Note down the LoadBalancer external IP of the kubeslice-ui-proxy pod. In the above example, 172.18.255.201 is the external IP. The EGS Portal URL will be https://<ui-proxy-ip>.

Upload Custom Pricing for Cloud Resources

To upload custom pricing for cloud resources, you can use the custom-pricing-upload.sh script provided in the EGS installation repository. This script allows you to upload custom pricing data for various cloud resources, which can be used for cost estimation and budgeting. Ensure you have installed curl to upload the CSV file.

To upload custom pricing data:

  1. Navigate to the cloned egs-installation repository and change the file permission using the following command:

    chmod +x custom-pricing-upload.sh
  2. Use the customer-pricing-data.yaml file to specify the custom pricing data. The file should contain the following structure:

    kubernetes:
    kubeconfig: "" #absolute path of kubeconfig
    kubecontext: "" #kubecontext name
    namespace: "kubeslice-controller"
    service: "kubetally-pricing-service"

    #we can add as many cloud providers and instance types as needed
    cloud_providers:
    - name: "gcp"
    instances:
    - region: "us-east1"
    component: "Compute Instance"
    instance_type: "a2-highgpu-2g"
    vcpu: 1
    price: 20
    gpu: 1
    - region: "us-east1"
    component: "Compute Instance"
    instance_type: "e2-standard-8"
    vcpu: 1
    price: 5
    gpu: 0
  3. Run the script to upload the custom pricing data:

    ./custom-pricing-upload.sh 

This script automates the process of loading custom cloud pricing data into the pricing API running inside a Kubernetes cluster.

Script Workflow:

  • Reads the cluster connection details (kubeconfig, context) from the YAML input file.

  • Identifies the target service and its exposed port (for example, kubetally-pricing-service:80).

  • Selects a random available local port on the host machine.

  • Establishes a port-forwarding tunnel from the selected local port to the Kubernetes service. Runs in the background to keep the tunnel active during upload.

  • Converts the pricing data from YAML format into CSV format for API ingestion.

  • Uploads the generated CSV file to the pricing API at:

    http://localhost:<random_port>/api/v1/prices

Uninstall EGS

The uninstallation script removes all resources associated with EGS, including:

  • Workspaces
  • GPU Provision Requests (GPRs)
  • All custom resources provisioned by EGS
warning

Before running the uninstallation script, ensure that you have backed up any important data or configurations. The script will remove all EGS-related resources, and this action cannot be undone.
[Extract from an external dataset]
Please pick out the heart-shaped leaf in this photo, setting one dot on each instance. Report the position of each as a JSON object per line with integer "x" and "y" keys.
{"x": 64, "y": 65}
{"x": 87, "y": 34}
Use the following command to uninstall EGS:

./egs-uninstall.sh --input-yaml egs-installer-config.yaml

Troubleshooting

  • Missing Binaries

    Ensure all required binaries are installed and available in your system’s PATH.

  • Cluster Access Issues

    Verify that your kubeconfig files are correctly configured so the script can access the clusters defined in the YAML configuration.

  • Timeout Issues

    If a component fails to install within the specified timeout, increase the verify_install_timeout value in the YAML file.